Dalam serentetan kekerasan 24 jam sebelum pertemuan kami, Manas, yang baru berusia 27 tahun, bersama anak buahnya, menewaskan enam polisi dan melukai delapan polisi lain dalam penyergapan di seberang perbukitan. Kini kami bertemu di markas mereka.
Serangan itu berhasil mengembalikan kelompok Naxalite menjadi berita di halaman depan sejumlah koran India. Pasukan keamanan pun bergerak cepat menghadapi serangan tersebut.Patroli dan helikopter mengitari daerah, menyapu sejumlah desa dan menyelidik ke dalam hutan.
Kelompok Naxalite seharusnya sudah lama menjadi catatan sejarah, alih-alih giat bertempur dan membunuh atas nama Mao, pemimpin komunis Tiongkok yang sudah lama berpulang. Namun, perang mereka mendapatkan angin segar akibat munculnya tuntutan pembangunan dan ekonomi global, saat eksploitasi mineral dan hak tanah menjadi katalis pemberontakan yang bangkit dari kubur.
Dalam skenario ini, kebutuhan energi dan keperluan industri bahan baku di India mengaitkan para pembunuh ganas di dalam hutan dengan batu bara dan baja. Produksi listrik meleburkan Naxalite ke dalam masyarakat yang paling dirugikan di negara tersebut—suku Adivasi, penduduk asli India. Pemberontakan Naxalite—yang dipicu oleh intimidasi, pemerasan, dan kekerasan—bukanlah anomali dari masa lalu, melainkan lambang konflik yang akan terjadi di masa depan. Perang ini membenturkan perkembangan dengan tradisi, di sejumlah negara bagian India yang paling kaya oleh mineral.

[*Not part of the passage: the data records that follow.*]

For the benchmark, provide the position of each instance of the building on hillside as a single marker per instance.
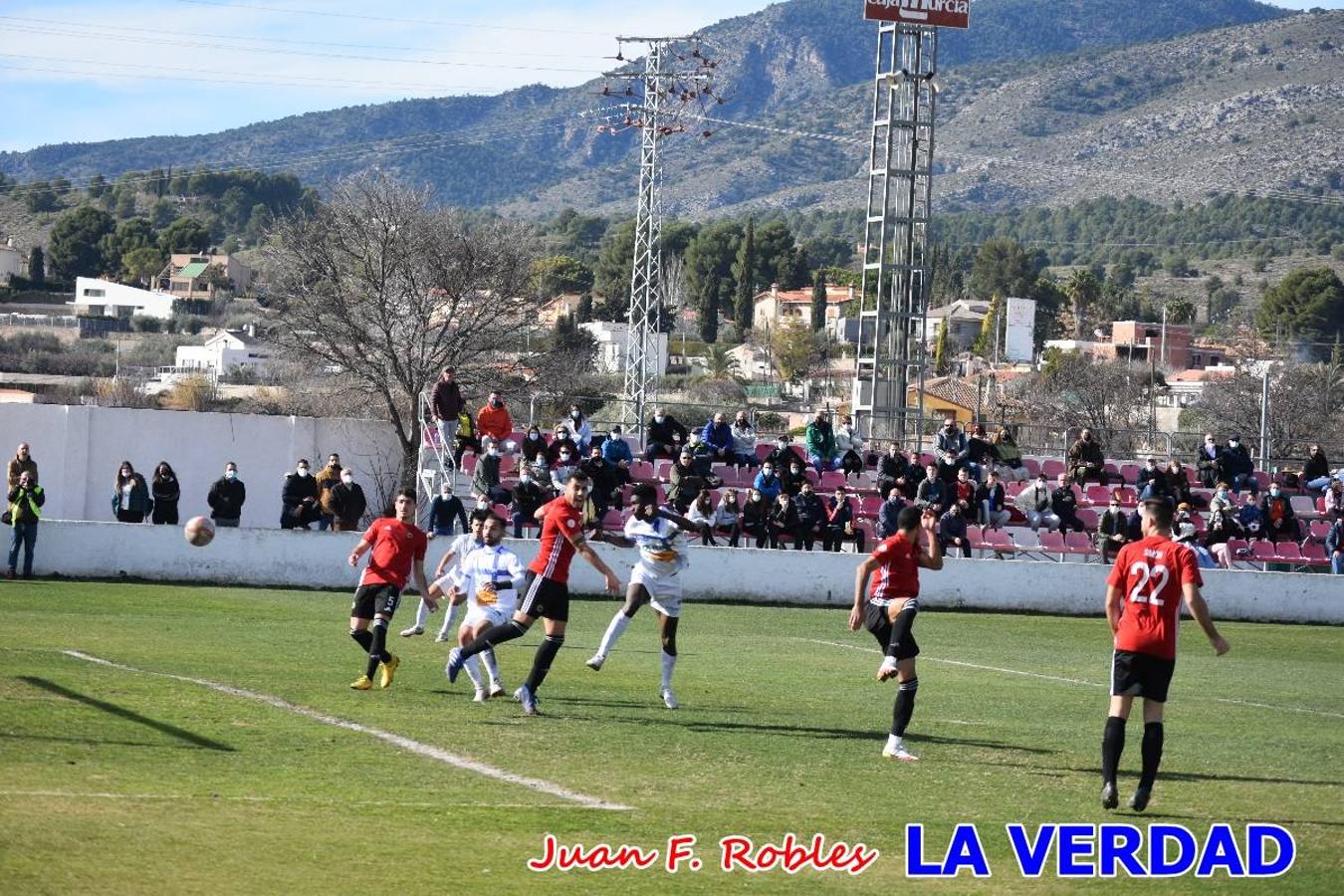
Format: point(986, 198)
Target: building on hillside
point(187, 276)
point(105, 299)
point(611, 341)
point(779, 307)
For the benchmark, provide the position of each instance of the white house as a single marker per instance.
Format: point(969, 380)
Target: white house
point(104, 299)
point(611, 341)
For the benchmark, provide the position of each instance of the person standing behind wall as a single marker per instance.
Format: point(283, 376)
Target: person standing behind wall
point(226, 499)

Memang, Manas yang kini sudah menjadi “komandan zona” kelompok Naxalite meskipun usianya masih muda, tampak yakin bahwa kesenjangan sosial di kalangan masyarakat miskin akhirnya akan memastikan kemenangan bagi perjuangannya.
!break!“Harimau dewasa akan menua dan akhirnya mati,” ujarnya meyakinkan saya. Matanya memancarkan kilatan kaum radikal, “sama seperti pemerintah yang akan kami gulingkan yang kini sudah tua, membusuk, dan siap mati. Revolusi kami masih muda dan akan tumbuh besar. Inilah hukum alam. Dalam pertempuran antara politikus dan komunitas baru oleh rakyat, rakyatlah yang pasti menang.”
Dia menyelinap kembali ke dalam bayang-bayang bersama anak buahnya.
Kali berikutnya saya melihat wajahnya, Manas sudah tewas. Matanya menatap saya dari foto di kuil pinggir jalan di desa miskin tempatnya dilahirkan. Masyarakat setempat bercerita, dia tewas dalam baku tembak tak lama setelah pertemuan kami. Setelah membaca batu nisannya, barulah saya tahu identitas sejati pemberontak bernama banyak itu: Lalesh.
!break!
Perang Naxalite selalu dimulai di ujung jalanan beraspal. Semua setuju. Polisi, pejabat politik, paramiliter, suku Adivasi, petani lokal paling miskin, dan Naxalite: Itulah satu-satunya hal yang mereka semua sepakati bersama.
Selalu ada sebuah titik di dalam hutan yang terletak di jalur Koridor Merah India yang terkenal—terutama di negara bagian Chhattisgarh dan Jharkhand—di situ jalan aspal akhirnya kalah oleh tekanan pepohonan dan tumbuhan lain. Di situ terdapat kantor polisi yang masih bertahan, dijaga ketat, menandai jangkauan terjauh pemerintah pusat dan negara bagian. Kemudian, semuanya berhenti di situ.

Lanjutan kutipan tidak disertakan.